We disagree, however, with defendant’s assertion that it is permitted at this point not to pay or to partially pay any of the 2019 invoices. Defendant argues that it ‘never received’ invoice 55429; however, defendant was sufficiently aware of its existence to refer to it by invoice number in the settlement agreement entered into at the beginning of 2020. Similarly, defendant argues that it ‘partially paid’ invoice 40546 in May 2019 but denied the remaining portion because plaintiff had failed to submit the bill within one year of service as required by the no-fault act. However, if it was defendant’s position in May 2019 that it did not owe any further amounts on invoice 40546 because the remainder of the charges were invalid under the no-fault act, one might have expected that fact to have been reflected in the settlement agreement. Instead, the agreement could be read as reflecting defendant’s agreement that it had paid or would pay that invoice as part of the overall settlement negotiation between the parties; plaintiff may well have relied on this agreement in agreeing to exclude the invoices from the lump settlement calculation. At this late hour, defendant should be estopped from flyspecking the 2019 invoices, on equitable grounds if nothing else.”
As for the issue of the July 2021 attendant care payments, the Court held that that issue was moot because, before oral argument, Defendant paid the July 2021 charges at the agreed-upon rate, so as to avoid having to litigate those charges anew and pay a even higher rate, potentially, pursuant to Andary v USAA Cas Ins Co, ___ Mich App ___ (2022), which was decided before oral argument as well.
The Court of Appeals then vacated the trial court’s award of attorney fees and penalty interest, and remanded for a proper calculation in light of its holdings.

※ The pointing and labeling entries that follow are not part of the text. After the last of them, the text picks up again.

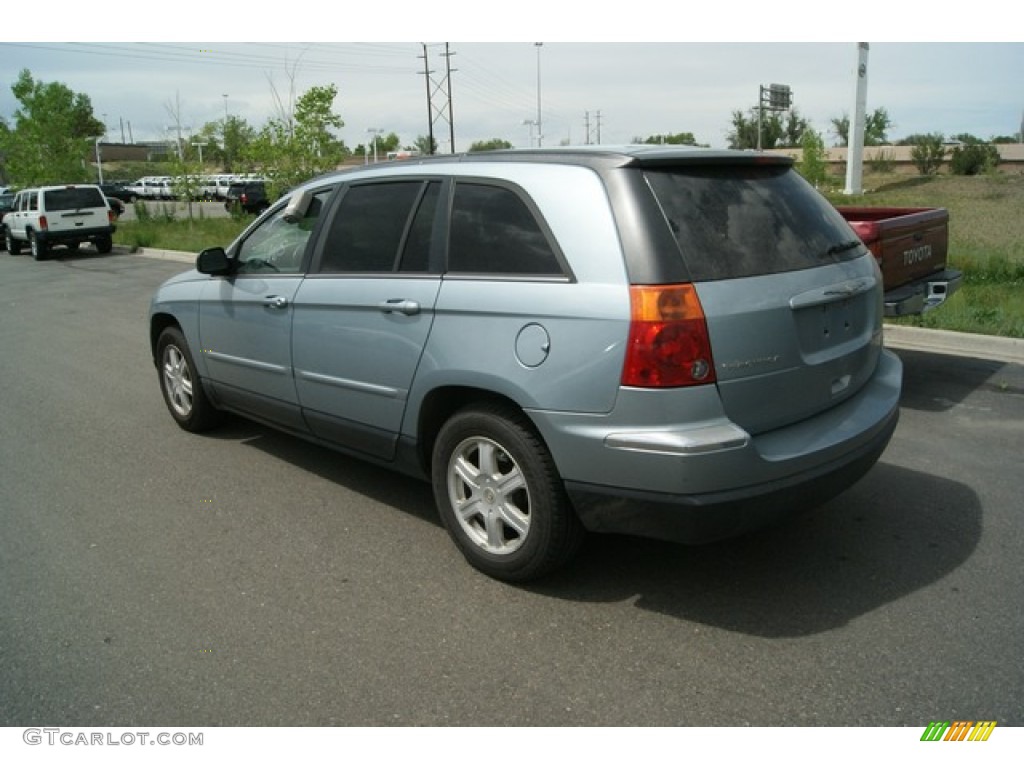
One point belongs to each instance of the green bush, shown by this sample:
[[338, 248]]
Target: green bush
[[972, 159], [928, 154], [884, 162]]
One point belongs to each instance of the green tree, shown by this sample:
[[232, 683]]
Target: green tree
[[928, 153], [226, 141], [744, 130], [493, 143], [294, 147], [877, 127], [53, 133], [794, 128], [813, 164], [426, 145], [973, 157]]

“The trial court’s order directed defendant to pay ‘$6,036.12 in penalty interest through September 31, 2021’ on the 2019 invoices, and additionally ordered defendant to pay plaintiff’s attorney fees in the amount of $4,918.75. The penalty interest amount, being premised on all six 2019 invoices being unpaid, must be vacated in accordance with our remand on that issue. However, defendant does owe penalty interest on any of those invoices that were untimely paid or partially paid. Further, because it is unclear whether the attorney-fee award was based, in whole or in part, on the allegedly unpaid 2019 invoices, that amount must also be vacated. Regarding the July 2021 charges, plaintiff did not specifically request an award of attorney fees from the trial court on that issue, and there is no indication that the trial court based its attorney-fee award, in whole or in part, on that issue. Therefore, the simplest course of action, and the one we adopt, is to vacate the awards of penalty interest and attorney fees in their entirety. On remand, if plaintiff wishes to do so, it may bring a motion for penalty interest and attorney fees concerning the 2019 invoices that were actually unpaid, untimely paid, or partially paid,3 as well as present any argument concerning its entitlement to attorney fees relating to the July 2021 charges. Defendant would, at that point, be entitled to contest the reasonableness of the rates and amount of hours billed in the usual manner. See Smith v Khouri, 481 Mich 519, 530-534; 751 NW2d 472 (2008).”